Blu-rayエンコードの基礎知識
Blu-ray規格では、再生の互換性を保つために、収録データに関する様々な取り決めがされています。ここでは、Blu-ray規格のうち、エンコードに関連する部分と、Accelcoder Xでサポートする機能をあわせてご紹介します。
1. コーデックについて
ビデオコーデック
Accelcoder X でエクスプレスオーサリングを行った場合は、BDMV (Blu-ray Disc Movie) 方式で書き込みを行います。BDMVフォーマットでは、以下の映像コーデックを採用しています。このうち、Accelcoder Xがサポートしているのは、MPEG-4 AVC/H.264とMPEG-4 MVC(3D)です。
- MPEG-2
- MPEG-4 AVC/H.264
- MPEG-4 MVC (3D)
- VC-1
オーディオコーデック
BDMVフォーマットでは、以下の音声コーデックを採用しています(オプショナルコーデックは除く)。このうち、Accelcoder Xがサポートしているのは、ステレオ(2ch)、48kHz、ビット/サンプル16のLinear PCMのみです。Linear PCMは、非圧縮の音声データ (.wav)です。CDで採用されている音声もLinear PCMですが、サンプリングレートが44.1kHzであるため、そのままでは使用できません。ご注意ください。
| コーデック | サンプリングレート | ビット/サンプル | 最大チャンネル数 |
|---|---|---|---|
| Linear PCM | 48 kHz, 96 kHz, 192 kHz | 16, 20, 24 | 8ch (Accelcoder Xがサポートするのは2chのみ) |
| Dolby Digital | 48 kHz | 16, 24 | 5.1ch |
| DTS Digital Surround | 48 kHz | 16, 20, 24 | 5.1ch |
2. 解像度とフレームレートについて
BDMVフォーマットでは、以下の解像度およびフレームレートの映像をサポートしています。

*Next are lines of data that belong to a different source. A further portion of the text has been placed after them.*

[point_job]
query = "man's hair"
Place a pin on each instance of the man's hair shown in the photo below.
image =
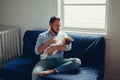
(52, 19)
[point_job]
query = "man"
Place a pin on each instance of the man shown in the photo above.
(53, 63)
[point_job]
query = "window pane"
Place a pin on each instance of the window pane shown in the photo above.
(83, 1)
(84, 16)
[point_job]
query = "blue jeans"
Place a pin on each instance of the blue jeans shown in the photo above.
(58, 64)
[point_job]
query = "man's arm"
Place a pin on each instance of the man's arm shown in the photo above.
(59, 48)
(41, 48)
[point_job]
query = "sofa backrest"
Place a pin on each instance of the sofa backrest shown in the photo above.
(89, 48)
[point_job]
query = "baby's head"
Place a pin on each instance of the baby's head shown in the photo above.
(67, 40)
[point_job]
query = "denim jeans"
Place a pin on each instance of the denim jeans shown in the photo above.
(58, 64)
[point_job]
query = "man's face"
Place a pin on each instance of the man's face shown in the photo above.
(55, 27)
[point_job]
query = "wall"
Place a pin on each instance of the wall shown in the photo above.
(34, 14)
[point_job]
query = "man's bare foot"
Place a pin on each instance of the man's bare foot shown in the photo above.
(43, 73)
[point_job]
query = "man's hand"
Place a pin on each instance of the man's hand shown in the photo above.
(50, 50)
(51, 41)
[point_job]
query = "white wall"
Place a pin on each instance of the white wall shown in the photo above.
(34, 14)
(27, 14)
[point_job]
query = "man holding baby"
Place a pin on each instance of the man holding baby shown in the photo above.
(53, 63)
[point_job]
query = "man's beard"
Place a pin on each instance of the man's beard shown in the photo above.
(54, 31)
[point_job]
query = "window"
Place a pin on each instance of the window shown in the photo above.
(84, 15)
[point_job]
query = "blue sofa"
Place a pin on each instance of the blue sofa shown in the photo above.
(89, 48)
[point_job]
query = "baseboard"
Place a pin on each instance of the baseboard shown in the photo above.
(111, 77)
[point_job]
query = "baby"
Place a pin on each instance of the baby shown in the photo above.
(65, 40)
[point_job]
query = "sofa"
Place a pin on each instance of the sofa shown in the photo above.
(89, 48)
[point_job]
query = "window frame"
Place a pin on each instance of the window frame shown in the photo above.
(104, 32)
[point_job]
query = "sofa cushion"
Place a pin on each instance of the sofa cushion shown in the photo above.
(19, 68)
(84, 73)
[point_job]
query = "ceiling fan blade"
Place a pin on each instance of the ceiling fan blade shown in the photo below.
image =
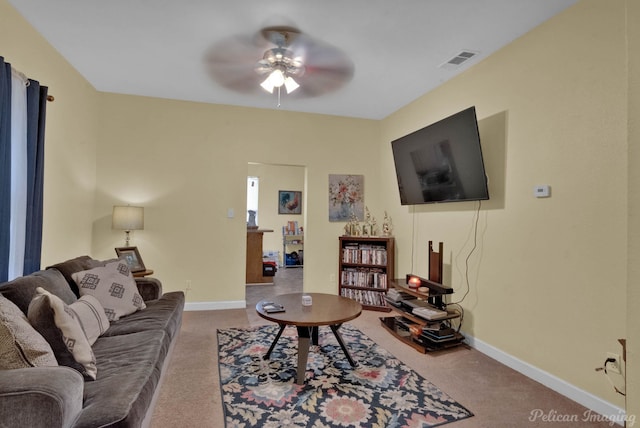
(237, 62)
(232, 62)
(327, 68)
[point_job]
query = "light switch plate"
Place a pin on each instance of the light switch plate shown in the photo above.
(542, 191)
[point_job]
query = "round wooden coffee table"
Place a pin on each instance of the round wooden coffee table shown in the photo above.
(326, 309)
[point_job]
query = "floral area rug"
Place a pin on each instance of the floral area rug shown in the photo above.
(380, 392)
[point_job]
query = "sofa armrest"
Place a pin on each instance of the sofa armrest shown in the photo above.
(149, 288)
(40, 397)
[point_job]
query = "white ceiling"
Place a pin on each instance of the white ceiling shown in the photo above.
(155, 48)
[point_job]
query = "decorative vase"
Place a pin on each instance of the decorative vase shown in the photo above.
(251, 224)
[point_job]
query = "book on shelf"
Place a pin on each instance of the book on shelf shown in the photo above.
(364, 253)
(364, 277)
(291, 228)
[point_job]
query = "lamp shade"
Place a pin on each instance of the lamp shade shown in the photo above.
(127, 218)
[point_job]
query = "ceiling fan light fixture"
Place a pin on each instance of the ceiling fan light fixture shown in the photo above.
(267, 86)
(290, 84)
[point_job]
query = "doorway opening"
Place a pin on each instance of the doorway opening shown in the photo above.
(266, 184)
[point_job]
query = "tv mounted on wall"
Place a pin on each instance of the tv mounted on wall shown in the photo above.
(441, 162)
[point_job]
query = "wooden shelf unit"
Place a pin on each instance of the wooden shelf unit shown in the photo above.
(414, 330)
(291, 244)
(366, 264)
(409, 328)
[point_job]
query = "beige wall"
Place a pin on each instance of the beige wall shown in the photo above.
(633, 260)
(548, 282)
(71, 138)
(187, 163)
(548, 279)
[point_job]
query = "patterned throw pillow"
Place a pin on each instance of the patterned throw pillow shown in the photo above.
(64, 334)
(21, 346)
(114, 287)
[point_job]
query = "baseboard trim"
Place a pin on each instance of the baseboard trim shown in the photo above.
(215, 306)
(578, 395)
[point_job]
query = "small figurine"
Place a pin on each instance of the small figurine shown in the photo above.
(386, 225)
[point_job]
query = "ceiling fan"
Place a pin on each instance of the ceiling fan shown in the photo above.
(278, 57)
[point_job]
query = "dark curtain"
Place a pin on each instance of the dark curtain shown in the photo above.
(36, 118)
(5, 166)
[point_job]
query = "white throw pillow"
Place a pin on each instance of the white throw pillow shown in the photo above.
(72, 333)
(91, 316)
(114, 287)
(21, 346)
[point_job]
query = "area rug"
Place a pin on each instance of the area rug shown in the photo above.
(380, 392)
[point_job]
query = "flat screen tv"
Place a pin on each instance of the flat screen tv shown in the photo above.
(441, 162)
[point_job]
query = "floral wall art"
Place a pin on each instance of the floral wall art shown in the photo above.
(346, 197)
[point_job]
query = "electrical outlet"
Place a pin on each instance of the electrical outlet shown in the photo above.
(613, 366)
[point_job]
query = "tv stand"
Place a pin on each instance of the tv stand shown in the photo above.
(419, 333)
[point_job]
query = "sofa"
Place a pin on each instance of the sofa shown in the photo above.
(117, 384)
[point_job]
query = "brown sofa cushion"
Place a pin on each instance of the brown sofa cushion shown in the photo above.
(22, 290)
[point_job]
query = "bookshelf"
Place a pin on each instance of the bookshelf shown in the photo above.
(292, 245)
(366, 265)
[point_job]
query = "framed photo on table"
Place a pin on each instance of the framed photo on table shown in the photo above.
(132, 257)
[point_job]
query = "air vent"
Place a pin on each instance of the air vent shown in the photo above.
(459, 59)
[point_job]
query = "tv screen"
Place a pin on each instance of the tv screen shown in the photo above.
(441, 162)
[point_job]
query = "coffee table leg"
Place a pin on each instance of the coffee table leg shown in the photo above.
(303, 353)
(334, 329)
(273, 344)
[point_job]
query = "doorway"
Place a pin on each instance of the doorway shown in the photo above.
(272, 180)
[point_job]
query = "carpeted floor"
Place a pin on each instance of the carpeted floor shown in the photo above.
(497, 395)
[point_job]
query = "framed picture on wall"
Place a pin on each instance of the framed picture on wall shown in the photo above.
(132, 257)
(346, 197)
(289, 202)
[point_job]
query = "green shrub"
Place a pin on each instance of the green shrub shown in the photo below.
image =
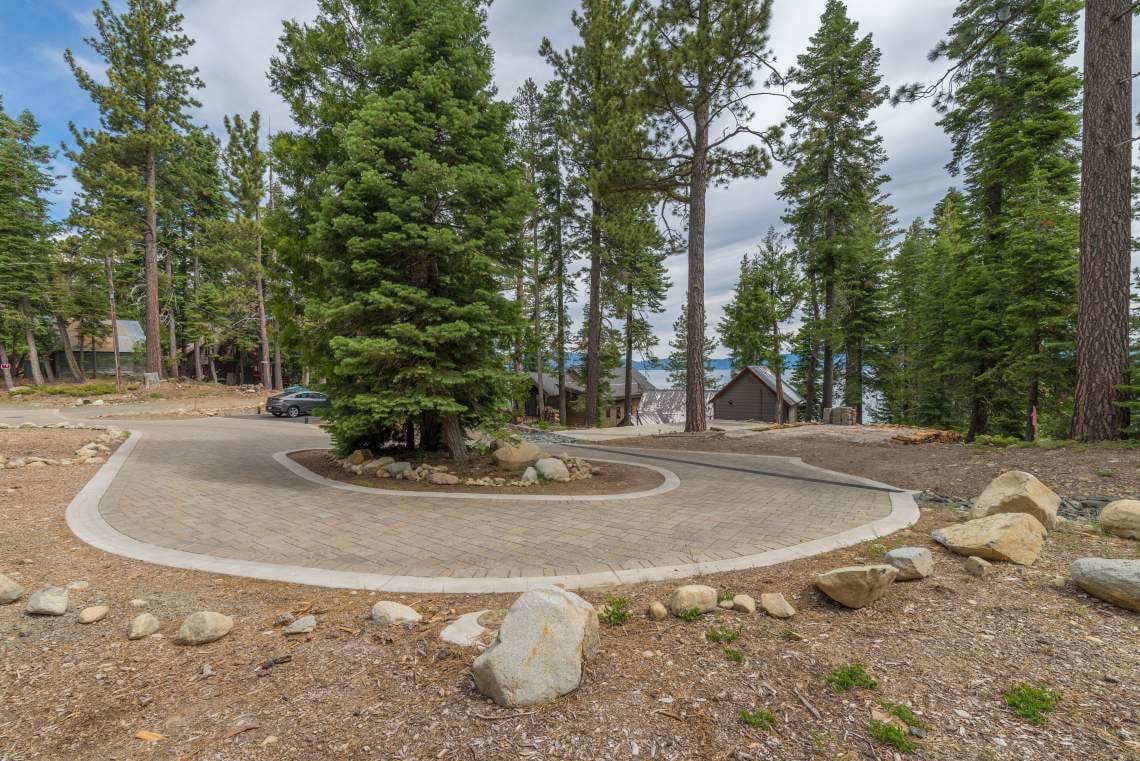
(892, 735)
(722, 635)
(853, 674)
(1032, 702)
(616, 612)
(759, 718)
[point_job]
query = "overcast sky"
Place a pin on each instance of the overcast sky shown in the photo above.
(236, 38)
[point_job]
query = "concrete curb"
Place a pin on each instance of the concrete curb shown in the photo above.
(87, 522)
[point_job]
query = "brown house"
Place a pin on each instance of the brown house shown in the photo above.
(751, 395)
(611, 407)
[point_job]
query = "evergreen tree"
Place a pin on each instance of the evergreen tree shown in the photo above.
(410, 219)
(25, 230)
(767, 295)
(702, 57)
(144, 103)
(837, 169)
(677, 370)
(607, 136)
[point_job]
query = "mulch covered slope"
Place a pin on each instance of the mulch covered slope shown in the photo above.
(947, 647)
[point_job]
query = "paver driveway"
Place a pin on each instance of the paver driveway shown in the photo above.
(208, 493)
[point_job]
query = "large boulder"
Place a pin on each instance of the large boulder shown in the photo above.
(1010, 537)
(856, 586)
(518, 457)
(1113, 581)
(692, 596)
(1122, 518)
(203, 628)
(9, 590)
(552, 468)
(545, 639)
(912, 563)
(388, 613)
(1017, 491)
(48, 600)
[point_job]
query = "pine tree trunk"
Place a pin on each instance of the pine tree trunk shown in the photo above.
(33, 354)
(1106, 173)
(176, 370)
(627, 402)
(68, 352)
(151, 266)
(6, 368)
(594, 318)
(454, 439)
(694, 338)
(267, 376)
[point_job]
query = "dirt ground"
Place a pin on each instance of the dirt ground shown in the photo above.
(953, 469)
(947, 647)
(611, 477)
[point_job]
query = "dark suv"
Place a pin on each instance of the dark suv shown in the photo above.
(294, 404)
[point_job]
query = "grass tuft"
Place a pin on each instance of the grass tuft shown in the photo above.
(722, 635)
(616, 612)
(759, 718)
(892, 735)
(853, 674)
(1032, 702)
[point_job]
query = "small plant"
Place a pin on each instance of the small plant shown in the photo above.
(853, 674)
(616, 612)
(1032, 702)
(902, 712)
(722, 635)
(759, 718)
(892, 735)
(877, 549)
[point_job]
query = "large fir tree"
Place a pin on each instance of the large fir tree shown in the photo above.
(410, 217)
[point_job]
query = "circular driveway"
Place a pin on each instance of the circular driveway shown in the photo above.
(209, 494)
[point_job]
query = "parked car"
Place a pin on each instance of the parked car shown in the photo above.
(296, 403)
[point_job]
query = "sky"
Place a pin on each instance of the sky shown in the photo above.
(236, 38)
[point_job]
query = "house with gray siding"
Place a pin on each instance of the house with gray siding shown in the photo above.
(751, 395)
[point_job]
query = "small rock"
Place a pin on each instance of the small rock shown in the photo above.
(743, 604)
(388, 613)
(856, 586)
(1113, 581)
(48, 600)
(912, 563)
(776, 606)
(552, 469)
(203, 627)
(1122, 518)
(692, 596)
(9, 590)
(141, 626)
(303, 626)
(94, 613)
(978, 567)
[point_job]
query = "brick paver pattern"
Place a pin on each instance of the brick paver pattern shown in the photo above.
(212, 488)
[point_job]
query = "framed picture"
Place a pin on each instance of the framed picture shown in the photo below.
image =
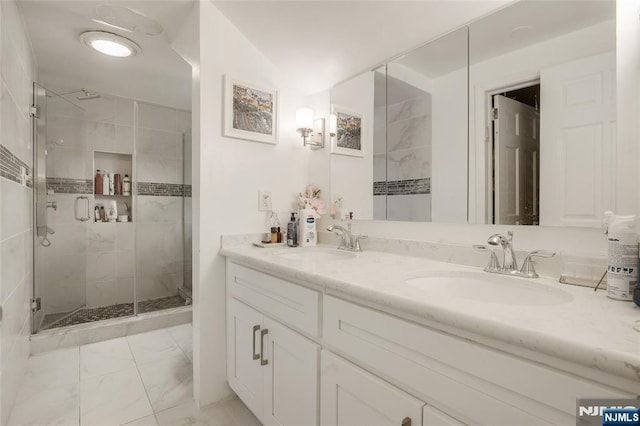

解像度とフレームレートの組み合わせは2Dと3Dで異なりますので、ご注意ください。
Blu-rayがサポートしている解像度とフレームレートの組み合わせ
Accelcoder Xでは、すべての組み合わせをサポートしています。
| 解像度 | フレームレート | |
|---|---|---|
| Width | Height | |
| 1920, 1440 | 1080 | 23.976p, 24p, 59.94i, 50i |
| 1280 | 720 | 23.976p, 24p, 59.94p, 50p |
| 720 | 480 | 59.94i |
| 576 | 50i | |
Blu-ray 3Dがサポートしている解像度とフレームレートの組み合わせ
Accelcoder Xでは、1920x1080/23.976pと1280x720/59.94pをサポートしています。
| 解像度 | フレームレート | |
|---|---|---|
| Width | Height | |
| 1920 | 1080 | 23.976p |
| 1280 | 720 | 59.94p, 50p |
なお、Accelcoder Xへの入力映像のフレームレートが60i/60p/30p/24pの場合は、エンコード時に、それぞれ59.94i/59.94p/29.97p/23.976pに変換することができます。
3. ビットレートについて
Blu-rayおよびBlu-ray 3D規格で定められている最大ビデオビットレートは以下のとおりです。Accelcoder Xでは、ビットレートやQP値、GOPサイズ、スライスカウントなど様々なパラメータが設定されたプリセットテンプレートが用意されています。プリセットテンプレートに設定されているビットレートは、数ある再生機のデコード性能を考慮して、規格の定める最大ビットレートよりも低めに設定してあります。
- Blu-rayビデオの最大ビットレート: 40Mbps
- Blu-ray 3Dビデオの最大ビットレート: 64Mbps
Blu-ray 3Dビデオの最大ビットレートは、Baseストリームの最大ビットレートとなります。Dependentストリームのビットレートは、自動的にBaseストリームの50%に設定されるようになっています。